CDU-Fraktion hat Fragen – Magistrat aufgefordert, diese zu beantworten

Laut CDU-Fraktion sei bisher kein "tatsächlicher Beleg für diese subjektive Auffassung" vorgelegt worden. Aus diesem Grund fordert die Fraktion den Magistrat auf, folgende Fragen zu beantworten:

Wie viele Dienstreisen, zu denen ein Flugzeug genutzt wurde, gab es seit dem 01. Januar 2006? Mitglieder des Magistrates sollen dabei namentlich und mit Reiseziel aufgeführt werden. Mitarbeiter der Verwaltung sollen anonymisiert, aber nach Dezernaten und Fachbereichen mit dem jeweiligen Reiseziel aufgeschlüsselt werden.

CDU-Fraktion hält grundsätzliche Regelung zu Dienstreisen mit Flugzeugen für angemessen

Welche dieser durchgeführten Dienstreisen mit einem Flugzeug hätten nach den heutigen Maßstäben, die den Magistrat bewogen haben das Verfahren zu ändern, durch die Nutzung anderer Verkehrsmittel vermieden werden können?

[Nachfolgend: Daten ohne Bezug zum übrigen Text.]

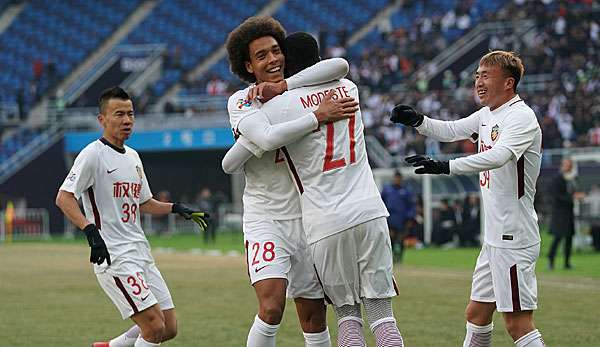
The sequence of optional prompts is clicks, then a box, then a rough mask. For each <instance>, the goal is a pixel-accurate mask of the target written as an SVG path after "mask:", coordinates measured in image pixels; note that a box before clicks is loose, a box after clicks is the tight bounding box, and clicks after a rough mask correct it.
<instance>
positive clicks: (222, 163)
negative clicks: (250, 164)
mask: <svg viewBox="0 0 600 347" xmlns="http://www.w3.org/2000/svg"><path fill="white" fill-rule="evenodd" d="M252 156H254V154H253V153H252V152H250V151H249V150H248V149H247V148H246V147H244V146H243V145H242V144H241V143H240V142H236V143H235V144H234V145H233V147H231V148H230V149H229V151H227V153H226V154H225V157H223V161H222V162H221V166H222V167H223V171H225V173H227V174H232V173H236V172H240V171H241V169H242V167H244V164H245V163H246V161H248V159H250V158H252Z"/></svg>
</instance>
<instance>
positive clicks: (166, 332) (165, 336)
mask: <svg viewBox="0 0 600 347" xmlns="http://www.w3.org/2000/svg"><path fill="white" fill-rule="evenodd" d="M175 336H177V327H166V328H165V332H164V334H163V337H162V341H163V342H165V341H169V340H172V339H174V338H175Z"/></svg>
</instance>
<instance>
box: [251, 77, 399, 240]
mask: <svg viewBox="0 0 600 347" xmlns="http://www.w3.org/2000/svg"><path fill="white" fill-rule="evenodd" d="M330 89H335V90H336V93H337V95H339V96H343V97H346V96H351V97H353V98H354V99H355V100H356V101H358V100H359V99H358V88H357V87H356V85H355V84H354V83H352V82H351V81H349V80H347V79H342V80H340V81H335V82H330V83H326V84H321V85H318V86H311V87H303V88H298V89H294V90H291V91H288V92H286V93H284V94H283V95H280V96H278V97H275V98H273V99H272V100H271V101H269V102H268V103H266V104H265V105H263V107H262V111H263V112H265V114H266V115H267V117H268V118H269V120H270V121H271V124H277V123H282V122H286V121H290V120H293V119H296V118H298V117H300V116H302V115H305V114H307V113H308V112H312V111H314V110H316V109H317V108H318V106H319V104H320V103H321V101H322V100H323V97H324V96H325V93H326V92H327V91H329V90H330ZM335 98H336V97H334V99H335ZM363 129H364V126H363V122H362V117H361V113H360V110H359V111H358V112H357V113H356V115H355V116H354V117H352V118H350V119H347V120H342V121H339V122H335V123H329V124H323V125H321V126H320V127H319V128H317V129H315V130H314V131H313V132H312V133H310V134H308V135H306V136H304V137H302V138H301V139H300V140H298V141H296V142H294V143H292V144H289V145H287V146H285V147H282V152H283V154H284V156H285V159H286V161H287V162H288V167H289V170H290V174H291V177H292V178H293V181H294V183H295V185H296V188H297V190H298V192H299V193H300V201H301V203H302V223H303V225H304V230H305V231H306V234H307V238H308V242H309V243H314V242H316V241H318V240H321V239H323V238H325V237H327V236H330V235H333V234H336V233H338V232H341V231H343V230H346V229H349V228H351V227H354V226H356V225H358V224H361V223H364V222H366V221H369V220H372V219H375V218H378V217H385V216H388V212H387V209H386V208H385V205H384V203H383V201H382V199H381V195H380V194H379V190H378V189H377V186H376V185H375V180H374V179H373V173H372V172H371V167H370V166H369V163H368V159H367V151H366V148H365V138H364V134H363Z"/></svg>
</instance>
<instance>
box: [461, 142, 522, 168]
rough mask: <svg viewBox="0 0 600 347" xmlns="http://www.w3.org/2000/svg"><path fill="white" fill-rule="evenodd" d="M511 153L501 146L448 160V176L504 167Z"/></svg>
mask: <svg viewBox="0 0 600 347" xmlns="http://www.w3.org/2000/svg"><path fill="white" fill-rule="evenodd" d="M512 155H513V153H512V152H511V151H510V149H508V148H506V147H503V146H494V147H493V148H491V149H490V150H487V151H485V152H481V153H477V154H472V155H469V156H466V157H462V158H457V159H453V160H450V174H451V175H452V174H457V175H461V174H469V173H476V172H481V171H487V170H493V169H497V168H499V167H502V166H504V164H506V163H507V162H508V161H509V160H510V158H511V157H512Z"/></svg>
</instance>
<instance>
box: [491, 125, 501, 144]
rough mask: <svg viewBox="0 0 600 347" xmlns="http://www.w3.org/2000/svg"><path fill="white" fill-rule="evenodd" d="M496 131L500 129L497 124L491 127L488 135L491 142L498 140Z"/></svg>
mask: <svg viewBox="0 0 600 347" xmlns="http://www.w3.org/2000/svg"><path fill="white" fill-rule="evenodd" d="M498 130H500V128H499V127H498V124H496V125H494V126H493V127H492V132H491V134H490V137H491V138H492V141H496V139H497V138H498Z"/></svg>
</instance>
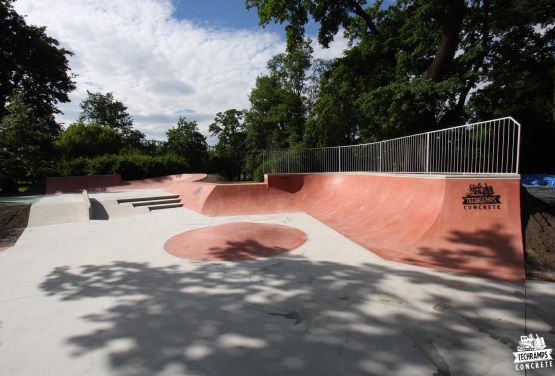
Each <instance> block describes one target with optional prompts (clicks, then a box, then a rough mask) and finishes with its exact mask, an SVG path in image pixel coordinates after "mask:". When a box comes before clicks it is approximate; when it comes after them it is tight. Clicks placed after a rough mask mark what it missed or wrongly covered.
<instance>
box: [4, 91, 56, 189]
mask: <svg viewBox="0 0 555 376" xmlns="http://www.w3.org/2000/svg"><path fill="white" fill-rule="evenodd" d="M6 110H7V113H6V115H5V116H4V117H3V118H2V119H1V120H0V184H1V188H2V191H3V192H6V191H15V190H16V186H15V183H16V181H17V180H21V179H24V178H31V179H33V178H36V177H41V176H45V174H47V173H48V172H49V171H50V166H51V161H52V158H53V151H54V149H53V142H54V139H55V137H56V136H57V135H58V133H59V132H60V126H59V124H58V123H56V122H55V121H54V117H53V116H52V115H43V114H39V113H37V111H35V110H34V109H33V108H31V106H29V105H28V104H27V103H25V101H24V95H23V94H22V93H15V94H14V95H13V96H12V97H10V99H9V101H8V105H7V108H6Z"/></svg>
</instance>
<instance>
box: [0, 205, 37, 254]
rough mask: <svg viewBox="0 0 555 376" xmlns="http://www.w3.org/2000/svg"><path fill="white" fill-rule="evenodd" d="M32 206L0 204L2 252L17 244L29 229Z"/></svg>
mask: <svg viewBox="0 0 555 376" xmlns="http://www.w3.org/2000/svg"><path fill="white" fill-rule="evenodd" d="M30 211H31V205H21V204H0V252H1V251H3V250H5V249H7V248H8V247H11V246H12V245H14V244H15V242H16V241H17V239H19V237H20V236H21V234H22V233H23V230H25V227H27V222H28V221H29V212H30Z"/></svg>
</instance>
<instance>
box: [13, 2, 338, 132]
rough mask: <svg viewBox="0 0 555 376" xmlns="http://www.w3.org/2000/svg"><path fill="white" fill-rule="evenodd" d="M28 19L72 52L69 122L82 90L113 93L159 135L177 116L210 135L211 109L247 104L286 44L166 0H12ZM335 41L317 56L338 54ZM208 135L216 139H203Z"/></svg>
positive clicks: (71, 59)
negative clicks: (212, 26) (228, 24)
mask: <svg viewBox="0 0 555 376" xmlns="http://www.w3.org/2000/svg"><path fill="white" fill-rule="evenodd" d="M15 8H16V10H17V11H18V12H19V13H20V14H24V15H26V16H27V22H28V23H31V24H35V25H44V26H47V33H48V34H49V35H51V36H53V37H54V38H56V39H58V41H59V42H60V43H61V45H62V46H63V47H65V48H67V49H69V50H71V51H72V52H74V53H75V55H74V56H73V57H71V59H70V67H71V69H72V72H73V73H75V74H77V75H78V76H77V78H76V82H77V89H76V90H75V91H74V92H73V93H71V95H70V98H71V103H67V104H63V105H60V109H61V110H62V111H63V112H64V115H61V116H60V117H59V120H60V121H62V122H64V123H66V124H68V123H70V122H72V121H74V120H75V119H76V118H77V116H78V113H79V102H80V100H81V99H82V98H84V97H85V96H86V90H91V91H102V92H108V91H111V92H113V93H114V96H115V97H116V98H117V99H119V100H121V101H122V102H124V103H125V104H126V105H127V106H128V109H129V112H130V114H131V115H132V116H133V118H134V119H135V126H136V127H137V128H138V129H140V130H142V131H143V132H145V133H146V134H147V136H148V137H152V138H157V139H163V138H164V137H165V132H166V130H167V129H168V128H169V127H171V126H173V125H175V123H176V120H177V117H178V116H179V114H184V115H185V116H186V117H187V118H189V119H195V120H197V121H198V122H199V124H200V128H201V131H202V132H203V133H204V134H205V135H208V124H209V123H210V122H211V120H212V119H213V117H214V115H215V114H216V112H219V111H224V110H226V109H229V108H238V109H242V108H248V106H249V102H248V94H249V93H250V90H251V88H252V87H253V85H254V83H255V79H256V77H257V76H258V75H260V74H262V73H263V72H264V71H265V68H266V62H267V61H268V60H269V59H270V58H271V57H272V56H273V55H275V54H277V53H280V52H282V51H283V50H284V47H285V44H284V41H283V40H282V39H281V37H280V36H279V35H278V34H276V33H271V32H267V31H264V30H262V29H260V31H252V30H230V29H218V28H212V27H209V26H206V25H205V24H203V25H199V24H195V23H192V22H190V21H187V20H176V19H175V18H173V17H172V11H173V6H172V3H171V1H170V0H141V1H123V0H118V1H113V0H80V1H74V0H18V1H17V2H16V3H15ZM342 43H344V41H342V40H341V39H340V40H339V41H338V42H336V43H334V44H332V48H330V49H328V50H323V49H321V48H320V47H316V48H315V55H316V56H317V57H322V58H330V57H334V56H338V55H340V53H341V51H342V50H343V48H344V47H343V46H344V45H345V44H342ZM210 141H212V142H213V141H214V140H209V142H210Z"/></svg>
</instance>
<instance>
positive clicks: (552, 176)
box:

Gibt es vom Magistrat beschlossene neue Richtlinien, auf deren Basis Reiseanträge von Magistratsmitgliedern und Mitarbeitern für die dienstliche Nutzung von Flugzeugen entschieden werden?

Eine grundsätzliche Regelung zu Dienstreisen mit Flugzeugen halte die CDU-Fraktion für richtig und angemessen. Ebenso wichtig seien aber auch "nachvollziehbare Vorgaben zur Entscheidungsfindung und die Praktikabilität dieser Entscheidung".

Oberbürgermeister Udo Bausch verzichtet auf Reise nach China – gibt es einen Zusammenhang mit Verordnung?

Die Anfrage der Union kommt zu einem interessanten Zeitpunkt. So haben sich in dieser Woche Raunheims Bürgermeister Thomas Jühe und sein Kelsterbacher Kollege Manfred Ockel (beide SPD) mit dem Flugzeug auf den Weg nach China gemacht, um dort Geschäftskontakte zu knüpfen. Ebenfalls mit von der Partie im sogenannten Städtenetzwerk Fernost ist eigentlich Rüsselsheim.

Doch Oberbürgermeister Udo Bausch (parteilos) blieb am Boden, obwohl die Wirtschaftsförderung als eines seiner Steckenpferde gilt. Ein direkter Zusammenhang zwischen Bauschs China-Verzicht und den Richtlinien des Magistrats, dem er selbst vorsteht, zu Flugreisen gibt es laut offizieller Darstellung nicht. Für die Absage gab Bausch jedenfalls lediglich "terminliche Gründe" an.

Für eine Stellungnahme war der Magistrat am Freitag bis Redaktionsschluss nicht zu erreichen.